I think a lot of the speed, time to market was due to staying true to our principle of no customizations. We were able to standardize processes across countries as well.”
The more you can standardize your process the better, not just from an initial investment but also ongoing costs of both maintaining the applications and then also making sure they are correct. Any homegrown application usually can’t keep pace with some of the cloud applications that keep continuously refining and updating. You know that with a cloud application you can enforce a common set of factors across the globe.
Many companies, especially those that have been in business for a while, have a hard time avoiding the itch to customize a new application to existing processes. When I asked Panicker how he stayed true to that principle of no customizations, he had this to say:
I think we had strong program management and leadership buy-in and support at the highest levels for the strategy. Our priority was to get things set up quickly. We’ll focus on building out our capabilities where it differentiates us, where it’s travel specific. Where it doesn’t differentiate us, we do not make any specific changes to the platform. We didn’t give too many options to people.
Although GBT is vocal about its cloud-first strategy, it isn’t religious about it. The company still has a number of on-premise applications specialized to the travel industry and its business.

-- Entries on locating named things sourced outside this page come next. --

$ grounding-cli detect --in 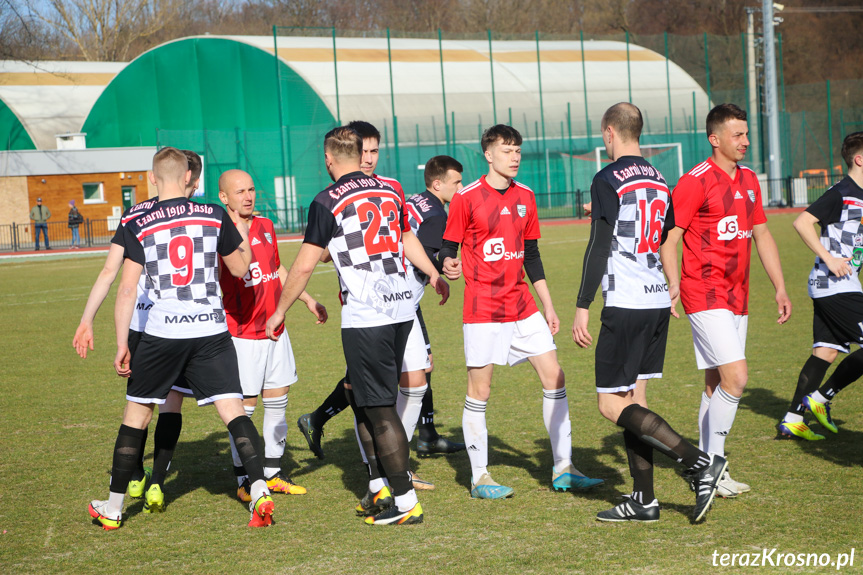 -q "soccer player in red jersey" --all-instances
[661,104,791,497]
[440,124,603,499]
[219,170,327,503]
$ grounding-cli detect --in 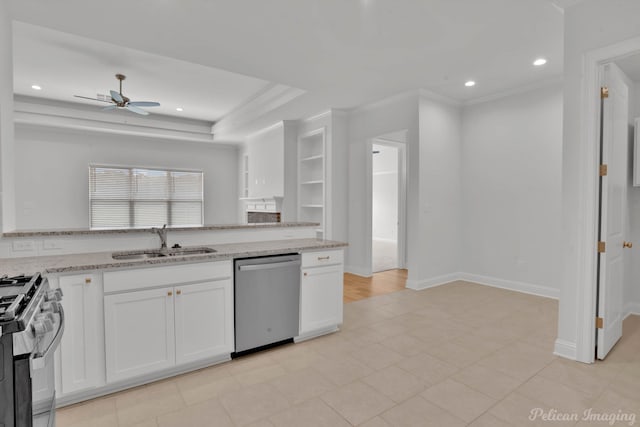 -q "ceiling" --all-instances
[11,0,575,138]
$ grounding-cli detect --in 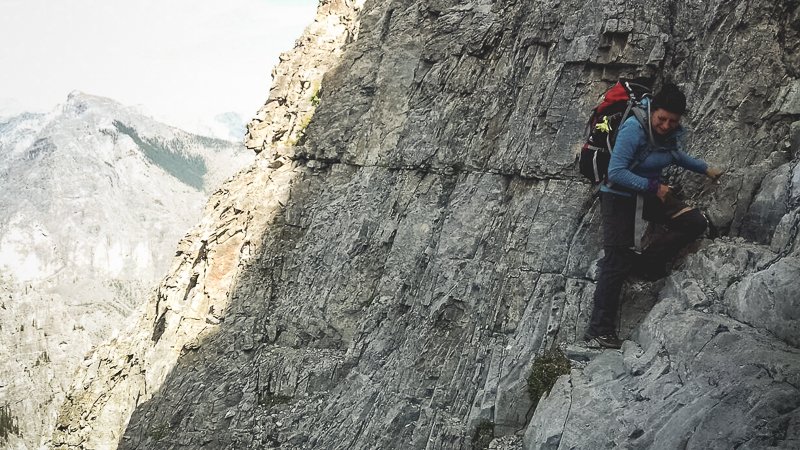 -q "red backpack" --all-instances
[578,78,650,184]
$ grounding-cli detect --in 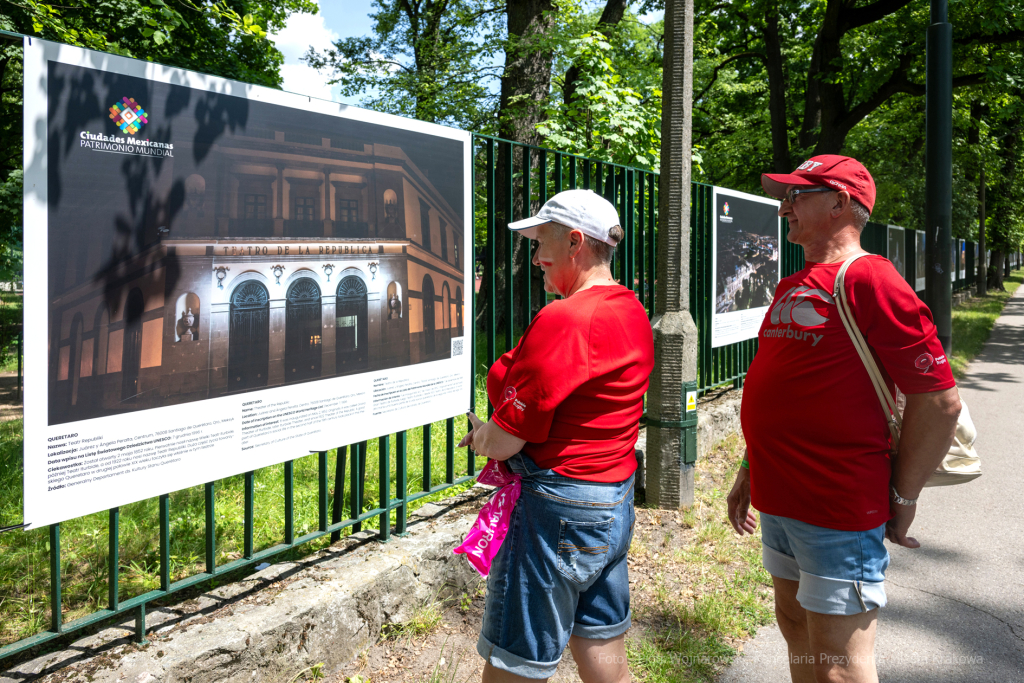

We’re investing in building the capabilities that distinguish us in this space. A lot of the systems will be on-prem because of the data sensitivities. It’s customer data, travel data, so we need to make sure that we have all that in a very controlled environment. It also depends on how we interact or interface with the customer. If it’s something that allows interfacing with the customer with minimal information that we need to share outside, we don’t mind putting it in the cloud.
For its cloud applications, Panicker and his team had a fairly simple selection process. They started with the leaders, picking the top three vendors in their respective categories. The team would do a week long proof-of-concept and a technical evaluation that included factors such as integration support, security, performance, scalability, ease of development, maturity, customer service, and so on.
When asked if this kind of cloud-first approach would have been possible a few years earlier, Panicker had this to say:
I think the timing was good for us. We didn’t have any legacy values to bring along with us. It was a good time in the market. Maybe two years before that the different technologies may not have been fully matured by then.
My take
Cloud computing has matured immensely over the last decade. According to recent Intel Security research, cloud services are now utilized by more than 90% of organizations around the world, with many “working under a cloud-first philosophy.” However most companies are still implementing cloud technology piecemeal, often because they simply can’t abandon their legacy systems, data and thinking.
This barrier can give a real leg up to startups that can begin with a clean slate. Older, entrenched companies are also finding ways to make the shift so they too can consume the benefits of the cloud. While few global companies will be wholly in the cloud in the next few years, GBT’s story is proof that a cloud-first strategy can pay off if one takes a thoughtful, practical and long-term approach.